The report can be found on the Local Economy Center's website at fandm.edu/lec/lancaster-eco....
Callari said he's long been fascinated by Lancaster County's relatively low wages. The percentage of jobs paying $17 an hour or less is comparable here to anywhere else, he said. "Where the wages are lower here ... is for the 40 percent of the labor force that earns more than $17 [per hour], i.e. the middle to upper-middle class.
"I think that the middle class here has been in a weaker position all along. It's not a result of the recession. It's been that way for a while," he said.
As for the drop in the labor force participation rate, research assistant Evan Gentry noted that while the percentage of men age 25-44 in the workforce has plunged, the percentage of women the same age in the local workforce has actually risen — even as the unemployment rate for both has spiked.
Even though women age 24-44 are having difficulty finding work, so many of them are entering the work force that their participation rate has increased.
The participation rate for males age 16-24 also fell sharply; for young males, Callari said, "the foundations for the future have now become more shaky."
Overall, in January 2005, nearly 72 percent of county residents age 16 and above were either working or looking for work. That number fell to 65.8 percent in December 2010, before rebounding slightly to 66.6 percent in January 2011, the latest month included in the report.
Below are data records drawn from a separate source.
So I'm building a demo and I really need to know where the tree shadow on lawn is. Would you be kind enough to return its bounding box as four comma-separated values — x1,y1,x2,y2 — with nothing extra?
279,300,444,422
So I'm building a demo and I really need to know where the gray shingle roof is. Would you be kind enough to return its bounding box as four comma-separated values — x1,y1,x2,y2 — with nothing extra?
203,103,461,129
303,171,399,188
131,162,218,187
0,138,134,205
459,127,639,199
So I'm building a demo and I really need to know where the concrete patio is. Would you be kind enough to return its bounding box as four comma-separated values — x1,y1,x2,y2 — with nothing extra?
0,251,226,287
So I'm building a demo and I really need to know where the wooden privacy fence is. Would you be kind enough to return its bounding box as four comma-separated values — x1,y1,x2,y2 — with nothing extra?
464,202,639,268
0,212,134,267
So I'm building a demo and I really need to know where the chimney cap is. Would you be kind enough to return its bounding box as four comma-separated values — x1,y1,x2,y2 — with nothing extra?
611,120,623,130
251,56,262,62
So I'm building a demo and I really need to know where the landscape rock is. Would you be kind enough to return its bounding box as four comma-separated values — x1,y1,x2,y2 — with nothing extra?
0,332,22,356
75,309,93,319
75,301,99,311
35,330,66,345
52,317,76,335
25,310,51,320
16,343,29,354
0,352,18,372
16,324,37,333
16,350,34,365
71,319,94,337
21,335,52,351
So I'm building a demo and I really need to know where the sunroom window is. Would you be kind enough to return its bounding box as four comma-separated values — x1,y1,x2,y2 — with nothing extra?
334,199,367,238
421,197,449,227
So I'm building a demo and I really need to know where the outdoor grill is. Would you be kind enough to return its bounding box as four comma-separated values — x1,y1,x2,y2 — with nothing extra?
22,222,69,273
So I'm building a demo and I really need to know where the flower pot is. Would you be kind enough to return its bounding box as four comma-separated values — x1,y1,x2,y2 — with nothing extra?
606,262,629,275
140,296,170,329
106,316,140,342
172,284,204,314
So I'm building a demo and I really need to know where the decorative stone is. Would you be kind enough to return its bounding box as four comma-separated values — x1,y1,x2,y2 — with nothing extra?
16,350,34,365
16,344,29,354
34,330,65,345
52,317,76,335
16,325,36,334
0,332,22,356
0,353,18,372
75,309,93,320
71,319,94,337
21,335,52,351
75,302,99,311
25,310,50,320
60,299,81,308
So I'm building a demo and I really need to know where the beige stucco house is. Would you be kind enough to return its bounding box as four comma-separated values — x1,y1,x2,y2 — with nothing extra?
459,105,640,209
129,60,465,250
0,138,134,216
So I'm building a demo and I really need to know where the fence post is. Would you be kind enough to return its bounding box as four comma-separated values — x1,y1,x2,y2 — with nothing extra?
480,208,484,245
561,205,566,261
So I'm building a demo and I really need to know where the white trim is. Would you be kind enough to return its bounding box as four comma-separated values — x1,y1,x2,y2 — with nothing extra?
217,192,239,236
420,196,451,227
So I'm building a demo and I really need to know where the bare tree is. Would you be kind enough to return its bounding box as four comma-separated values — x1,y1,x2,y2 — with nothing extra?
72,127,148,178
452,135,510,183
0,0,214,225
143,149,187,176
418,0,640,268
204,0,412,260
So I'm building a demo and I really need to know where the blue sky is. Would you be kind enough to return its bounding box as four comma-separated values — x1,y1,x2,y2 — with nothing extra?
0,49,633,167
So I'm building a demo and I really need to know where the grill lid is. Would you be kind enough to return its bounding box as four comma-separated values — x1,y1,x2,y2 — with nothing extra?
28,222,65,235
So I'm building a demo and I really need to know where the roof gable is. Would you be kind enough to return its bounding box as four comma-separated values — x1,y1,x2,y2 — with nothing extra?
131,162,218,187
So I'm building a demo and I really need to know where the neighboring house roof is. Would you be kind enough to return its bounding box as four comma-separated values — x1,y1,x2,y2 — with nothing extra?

The county still has a higher percentage of working-age people in the workforce than the region, state or nation. But as noted in the report, "Lancaster and the region show much steeper drops than the state and nation, especially in the beginning of 2010. ... In the beginning of 2005, the participation rates in Lancaster were close to 8 percent higher than they were in the rest of the state. Now, the difference is only 4 percent, half of what it was before."
Scott Sheely, executive director of the Lancaster County Workforce Investment Board, said his organization — which provides job training and other services to the unemployed — knows all about the drop in the participation rate. "This is all tied to the substantial number of people who have dropped off of unemployment [which accelerated around October 2010] and are no longer counted in the statistics," he said in an email.
"The question of how many of them will eventually come back is a good one," Sheely said. "We know that people have retired or just left the workforce early. With the number of two-income families, some folks are biding their time and living on one wage-earner's wages."
"We do expect to see more and more of these folks filtering back," he said, although "we have heard rumors of hesitancy on the part of employers to hire people who have been unemployed for more than two years."
Callari said that previous editions of the Local Economy Report showed what he calls the "Lancaster employment premium" — the fact that the unemployment rate is lower here, and the labor force participation rate higher than the region, state or nation — has been steadily declining since the late 1990s.
"And we were wondering what would happen after the next recession," Callari said. "Well, the next recession has come — and now it will be interesting to see whether the unemployment rate will continue to be lower than that of the state by as much as it has been."